Op 10 september 2019 heeft de Rechtbank Amsterdam uitspraak gedaan in een vordering ex artikel 23 Overleveringswet, ingediend door de officier van justitie. Deze vordering, gedateerd op 16 juli 2019, betreft de behandeling van een Europees aanhoudingsbevel (EAB) dat op 8 juli 2019 is uitgevaardigd door het Amtsgericht Aachen in Duitsland. Het EAB is gericht op de aanhouding en overlevering van een opgeëiste persoon, geboren in Albanië, die momenteel gedetineerd is in Nederland. Tijdens de openbare zitting op 10 september 2019 was de officier van justitie, mr. N.R. Bakkenes, aanwezig, evenals de raadsman van de opgeëiste persoon, mr. S.J. van der Woude, en een tolk in de Albanese taal.
De rechtbank heeft de identiteit van de opgeëiste persoon vastgesteld en deze heeft verklaard dat zijn personalia correct zijn. De raadsman refereerde zich aan het oordeel van de rechtbank. In het EAB wordt verwezen naar een arrestatiebevel van 20 april 2018, uitgevaardigd door het Amtsgericht Aachen, en de overlevering wordt verzocht in verband met een strafrechtelijk onderzoek naar strafbare feiten die de opgeëiste persoon mogelijk heeft gepleegd volgens Duits recht.

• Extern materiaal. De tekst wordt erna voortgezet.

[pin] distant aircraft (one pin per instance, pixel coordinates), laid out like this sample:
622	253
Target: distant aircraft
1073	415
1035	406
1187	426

De rechtbank heeft vastgesteld dat de feiten waarvoor de overlevering wordt verzocht, zijn opgenomen in bijlage 1 van de Overleveringswet, en dat er geen weigeringsgronden zijn die de overlevering in de weg staan. De rechtbank heeft daarom besloten de overlevering toe te staan. De uitspraak is gedaan door mr. J.A.A.G. de Vries, voorzitter, en mrs. H.J. Fehmers en R. Godthelp, rechters, in aanwezigheid van griffier mr. H.L. van Loon. Tegen deze uitspraak staat geen gewoon rechtsmiddel open.